A RewardModel turns an outcome into a scalar in [0, 1], and a deterministic UCB bandit over
candidate strategies learns which one earns the most reward for a task — online policy improvement from a
reward signal (the substrate for reinforcement learning).
for each round: bandit.select() → strategy ──▶ run it → answer ──▶ reward_model.reward(...) ──▶ bandit.update()
(UCB: try each once, (0..1 scalar) (running mean)
then exploit the best) └─ best() = argmax mean
CLI¶
riptide rl "summarize the water cycle" --rounds 8 --offline
# learned strategy values for: summarize the water cycle
# reward 0.71 stepwise (pulls 4)
# reward 0.55 direct (pulls 2)
# ...
# BEST STRATEGY: stepwise
The arms are the diverse reasoning styles from deliberation; the bandit learns which style maximizes reward for this task.
In code¶
from riptide_watergraph.service import optimize_strategy_for_task
report = optimize_strategy_for_task("explain reciprocal rank fusion", rounds=8)

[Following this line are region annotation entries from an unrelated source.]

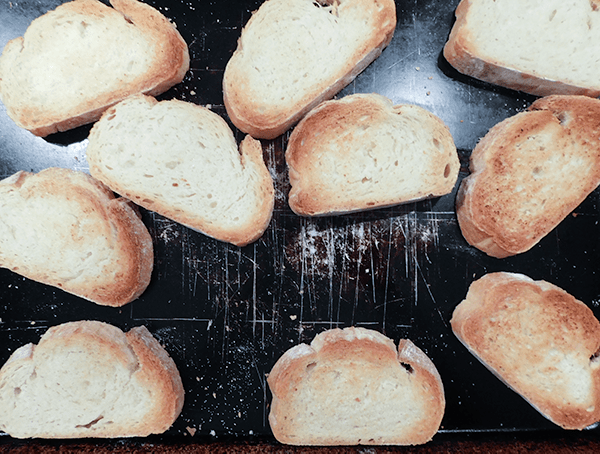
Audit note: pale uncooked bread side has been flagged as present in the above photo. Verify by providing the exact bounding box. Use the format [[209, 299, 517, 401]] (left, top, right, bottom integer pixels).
[[456, 95, 600, 258], [268, 328, 445, 445], [86, 95, 274, 246], [0, 0, 189, 136], [0, 321, 184, 438], [285, 93, 460, 216], [223, 0, 396, 139], [444, 0, 600, 97], [0, 167, 154, 306], [451, 272, 600, 430]]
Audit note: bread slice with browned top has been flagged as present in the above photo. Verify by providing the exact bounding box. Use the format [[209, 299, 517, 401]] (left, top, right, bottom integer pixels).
[[444, 0, 600, 97], [268, 328, 445, 445], [0, 167, 154, 306], [285, 93, 460, 216], [0, 0, 189, 136], [456, 95, 600, 258], [451, 272, 600, 429], [0, 321, 184, 438], [86, 95, 275, 246], [223, 0, 396, 139]]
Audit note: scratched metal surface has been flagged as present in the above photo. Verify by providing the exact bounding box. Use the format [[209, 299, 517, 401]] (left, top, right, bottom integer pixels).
[[0, 0, 600, 441]]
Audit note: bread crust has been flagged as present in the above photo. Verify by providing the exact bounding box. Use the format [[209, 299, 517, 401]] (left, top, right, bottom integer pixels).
[[223, 0, 396, 139], [456, 95, 600, 258], [0, 320, 184, 438], [86, 95, 275, 246], [0, 167, 154, 307], [443, 0, 600, 98], [268, 328, 445, 445], [285, 93, 460, 216], [0, 0, 189, 137], [451, 272, 600, 430]]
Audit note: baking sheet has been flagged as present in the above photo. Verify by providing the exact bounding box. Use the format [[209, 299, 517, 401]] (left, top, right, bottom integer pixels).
[[0, 0, 600, 441]]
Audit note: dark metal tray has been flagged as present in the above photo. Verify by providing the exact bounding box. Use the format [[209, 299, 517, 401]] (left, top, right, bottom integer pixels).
[[0, 0, 600, 446]]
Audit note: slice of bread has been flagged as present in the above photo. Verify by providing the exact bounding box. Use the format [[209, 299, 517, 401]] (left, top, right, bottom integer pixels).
[[223, 0, 396, 139], [285, 94, 460, 216], [456, 95, 600, 258], [0, 167, 154, 306], [444, 0, 600, 97], [451, 272, 600, 429], [0, 0, 189, 136], [87, 95, 275, 246], [267, 328, 446, 445], [0, 321, 184, 438]]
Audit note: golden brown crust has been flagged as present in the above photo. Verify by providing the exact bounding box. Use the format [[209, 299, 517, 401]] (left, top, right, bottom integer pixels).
[[443, 0, 600, 98], [1, 167, 154, 307], [268, 328, 445, 445], [126, 326, 185, 435], [223, 0, 396, 139], [0, 320, 184, 438], [456, 95, 600, 258], [1, 0, 189, 137], [451, 272, 600, 429], [285, 93, 460, 216]]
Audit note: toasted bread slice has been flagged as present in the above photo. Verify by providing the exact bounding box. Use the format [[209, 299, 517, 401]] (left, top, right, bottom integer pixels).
[[444, 0, 600, 97], [86, 95, 274, 246], [223, 0, 396, 139], [451, 272, 600, 429], [456, 96, 600, 258], [285, 94, 460, 216], [0, 321, 184, 438], [268, 328, 445, 445], [0, 0, 189, 136], [0, 167, 154, 306]]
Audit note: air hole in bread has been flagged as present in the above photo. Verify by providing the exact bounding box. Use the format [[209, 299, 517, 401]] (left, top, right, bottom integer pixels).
[[75, 415, 104, 429], [556, 112, 570, 126], [400, 362, 415, 374], [123, 14, 134, 25], [444, 164, 450, 178], [590, 348, 600, 362]]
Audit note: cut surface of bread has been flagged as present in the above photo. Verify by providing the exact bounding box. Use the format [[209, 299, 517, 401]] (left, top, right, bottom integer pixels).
[[0, 0, 189, 136], [268, 327, 445, 445], [285, 94, 460, 216], [456, 95, 600, 258], [451, 272, 600, 429], [0, 321, 184, 438], [0, 167, 154, 306], [444, 0, 600, 97], [86, 95, 274, 246], [223, 0, 396, 139]]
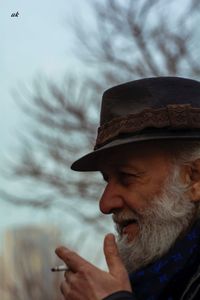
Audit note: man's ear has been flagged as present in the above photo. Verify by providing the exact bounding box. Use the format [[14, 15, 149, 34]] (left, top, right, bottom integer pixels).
[[184, 159, 200, 202]]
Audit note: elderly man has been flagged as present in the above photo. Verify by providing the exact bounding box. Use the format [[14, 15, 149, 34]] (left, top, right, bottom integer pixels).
[[56, 77, 200, 300]]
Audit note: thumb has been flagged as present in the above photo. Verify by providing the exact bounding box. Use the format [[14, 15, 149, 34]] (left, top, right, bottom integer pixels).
[[104, 233, 127, 277]]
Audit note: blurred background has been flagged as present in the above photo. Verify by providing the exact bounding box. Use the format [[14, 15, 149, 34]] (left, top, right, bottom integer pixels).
[[0, 0, 200, 300]]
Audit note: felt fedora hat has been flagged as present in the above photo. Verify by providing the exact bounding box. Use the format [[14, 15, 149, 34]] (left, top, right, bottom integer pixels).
[[71, 77, 200, 171]]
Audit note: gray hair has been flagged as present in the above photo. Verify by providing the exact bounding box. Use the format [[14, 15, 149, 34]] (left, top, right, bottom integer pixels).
[[168, 140, 200, 218]]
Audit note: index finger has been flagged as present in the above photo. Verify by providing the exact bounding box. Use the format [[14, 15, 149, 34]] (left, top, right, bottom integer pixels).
[[55, 246, 92, 272]]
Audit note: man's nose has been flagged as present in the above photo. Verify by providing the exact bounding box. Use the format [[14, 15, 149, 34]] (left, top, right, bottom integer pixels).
[[99, 182, 124, 214]]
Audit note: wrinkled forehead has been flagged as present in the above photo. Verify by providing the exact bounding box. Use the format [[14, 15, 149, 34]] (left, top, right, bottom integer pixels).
[[98, 142, 171, 170]]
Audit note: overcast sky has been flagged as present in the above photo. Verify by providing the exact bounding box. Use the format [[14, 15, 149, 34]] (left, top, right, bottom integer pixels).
[[0, 0, 99, 253]]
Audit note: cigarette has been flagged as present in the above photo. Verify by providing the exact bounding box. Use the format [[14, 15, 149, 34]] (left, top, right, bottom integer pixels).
[[51, 265, 69, 272]]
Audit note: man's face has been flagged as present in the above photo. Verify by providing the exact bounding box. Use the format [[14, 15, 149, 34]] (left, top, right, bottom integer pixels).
[[100, 143, 195, 272], [100, 145, 172, 241]]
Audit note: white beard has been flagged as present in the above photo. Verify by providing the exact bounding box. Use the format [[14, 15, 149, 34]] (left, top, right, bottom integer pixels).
[[113, 166, 196, 273]]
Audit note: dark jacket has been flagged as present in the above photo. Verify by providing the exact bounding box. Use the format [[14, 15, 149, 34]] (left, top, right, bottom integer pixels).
[[103, 219, 200, 300], [103, 266, 200, 300]]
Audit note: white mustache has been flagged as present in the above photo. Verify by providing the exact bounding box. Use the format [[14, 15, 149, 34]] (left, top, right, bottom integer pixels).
[[112, 211, 140, 224]]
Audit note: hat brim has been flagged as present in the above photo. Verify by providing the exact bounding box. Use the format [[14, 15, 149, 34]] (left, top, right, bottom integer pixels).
[[71, 129, 200, 172]]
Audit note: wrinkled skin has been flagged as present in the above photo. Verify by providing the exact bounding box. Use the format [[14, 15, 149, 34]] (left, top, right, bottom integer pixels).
[[56, 234, 131, 300]]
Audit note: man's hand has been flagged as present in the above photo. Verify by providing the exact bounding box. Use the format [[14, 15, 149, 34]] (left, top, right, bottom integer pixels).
[[56, 234, 131, 300]]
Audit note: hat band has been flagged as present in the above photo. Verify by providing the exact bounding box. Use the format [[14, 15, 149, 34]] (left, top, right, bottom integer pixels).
[[94, 104, 200, 150]]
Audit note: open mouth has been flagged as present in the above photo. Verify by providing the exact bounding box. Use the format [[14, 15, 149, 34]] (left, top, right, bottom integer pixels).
[[116, 219, 138, 235]]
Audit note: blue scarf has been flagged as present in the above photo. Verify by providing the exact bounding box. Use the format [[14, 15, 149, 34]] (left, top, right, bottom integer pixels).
[[129, 220, 200, 300]]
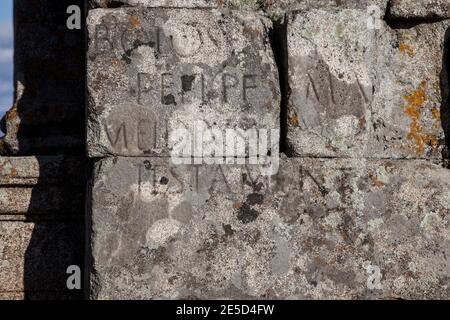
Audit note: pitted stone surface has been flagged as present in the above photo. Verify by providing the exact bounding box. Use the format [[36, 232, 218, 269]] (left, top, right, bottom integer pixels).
[[93, 0, 218, 8], [90, 158, 450, 299], [288, 10, 450, 159], [88, 8, 280, 157], [287, 9, 377, 157], [389, 0, 450, 19]]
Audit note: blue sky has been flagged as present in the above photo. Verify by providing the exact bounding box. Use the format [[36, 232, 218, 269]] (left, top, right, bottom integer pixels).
[[0, 0, 13, 116]]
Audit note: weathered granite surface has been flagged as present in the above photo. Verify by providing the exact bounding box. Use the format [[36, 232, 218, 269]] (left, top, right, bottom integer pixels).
[[287, 9, 450, 159], [389, 0, 450, 19], [0, 156, 86, 220], [0, 221, 83, 299], [90, 158, 450, 299], [0, 0, 85, 156], [87, 8, 280, 157]]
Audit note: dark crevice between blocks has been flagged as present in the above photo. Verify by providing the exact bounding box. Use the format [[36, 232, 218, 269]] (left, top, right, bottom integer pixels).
[[384, 0, 448, 29], [270, 16, 292, 157], [88, 0, 128, 9], [440, 27, 450, 169]]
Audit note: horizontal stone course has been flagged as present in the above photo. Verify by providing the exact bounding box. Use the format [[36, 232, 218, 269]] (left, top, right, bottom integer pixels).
[[90, 157, 450, 299], [87, 8, 280, 157], [0, 221, 84, 298], [389, 0, 450, 19]]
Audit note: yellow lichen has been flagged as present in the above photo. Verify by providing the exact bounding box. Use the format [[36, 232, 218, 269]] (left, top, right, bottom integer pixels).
[[400, 43, 414, 58], [404, 81, 440, 156]]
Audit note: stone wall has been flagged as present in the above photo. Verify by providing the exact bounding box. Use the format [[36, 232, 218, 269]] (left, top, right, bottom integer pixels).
[[0, 0, 88, 299], [0, 0, 450, 299]]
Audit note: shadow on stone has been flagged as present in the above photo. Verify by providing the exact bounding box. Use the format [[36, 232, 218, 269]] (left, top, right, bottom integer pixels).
[[0, 0, 86, 300], [440, 28, 450, 168]]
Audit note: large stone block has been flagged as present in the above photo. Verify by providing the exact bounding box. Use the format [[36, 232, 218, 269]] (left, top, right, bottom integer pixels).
[[88, 8, 280, 157], [93, 0, 218, 8], [288, 10, 450, 158], [287, 9, 377, 157], [389, 0, 450, 19], [368, 21, 450, 159], [0, 156, 87, 220], [88, 158, 450, 299]]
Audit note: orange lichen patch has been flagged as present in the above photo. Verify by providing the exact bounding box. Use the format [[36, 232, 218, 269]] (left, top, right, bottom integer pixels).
[[404, 81, 440, 155], [369, 174, 384, 187], [6, 105, 19, 121], [289, 114, 299, 126], [358, 117, 367, 129], [400, 43, 414, 58], [128, 16, 141, 28]]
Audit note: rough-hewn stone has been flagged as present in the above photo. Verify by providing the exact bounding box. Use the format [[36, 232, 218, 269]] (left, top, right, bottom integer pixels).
[[288, 10, 450, 159], [90, 158, 450, 299], [0, 0, 85, 156], [88, 8, 280, 157], [0, 221, 84, 297], [389, 0, 450, 19]]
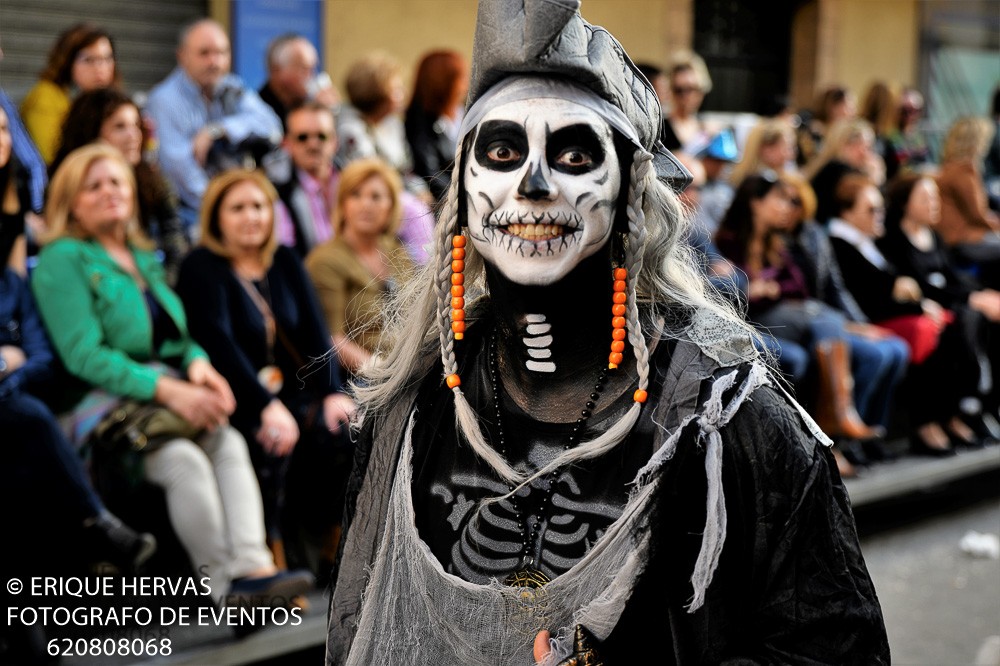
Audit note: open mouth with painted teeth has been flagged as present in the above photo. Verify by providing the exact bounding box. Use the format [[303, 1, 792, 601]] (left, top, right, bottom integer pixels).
[[484, 211, 583, 242]]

print(report.best, [(a.arm, a.mean_reward) for a in report.arms])
Or drive the primitive directly with your own arms / runner / reward:
from riptide_watergraph.rl import optimize_strategy, HeuristicRewardModel
report = optimize_strategy(
task, arms=["concise", "detailed", "stepwise"],
runner=lambda arm, t: my_model(arm, t), # run a strategy on the task
reward_model=HeuristicRewardModel(), rounds=10,
)
The seam (swappable)¶
| Interface | Default | Purpose |
|---|---|---|
RewardModel |
HeuristicRewardModel (offline) / LLMRewardModel |
score an outcome as a scalar reward |
Bandit |
UCB1 (deterministic) | balance exploring arms vs. exploiting the best |
optimize_strategy(...) |
— | run the reward-driven bandit loop → StrategyReport |
The Bandit is deterministic (UCB1, no randomness) so runs are reproducible, and the
HeuristicRewardModel is offline — the whole RL loop runs at 100% coverage without a key.
Honest scope¶
This is not policy-gradient RL or weight updates — that's a model-training problem. It's a bandit over strategies with a reward signal: the framework-level slice of RL (online selection of the highest-reward approach). It completes the roadmap's research seams alongside multimodal perception and environments.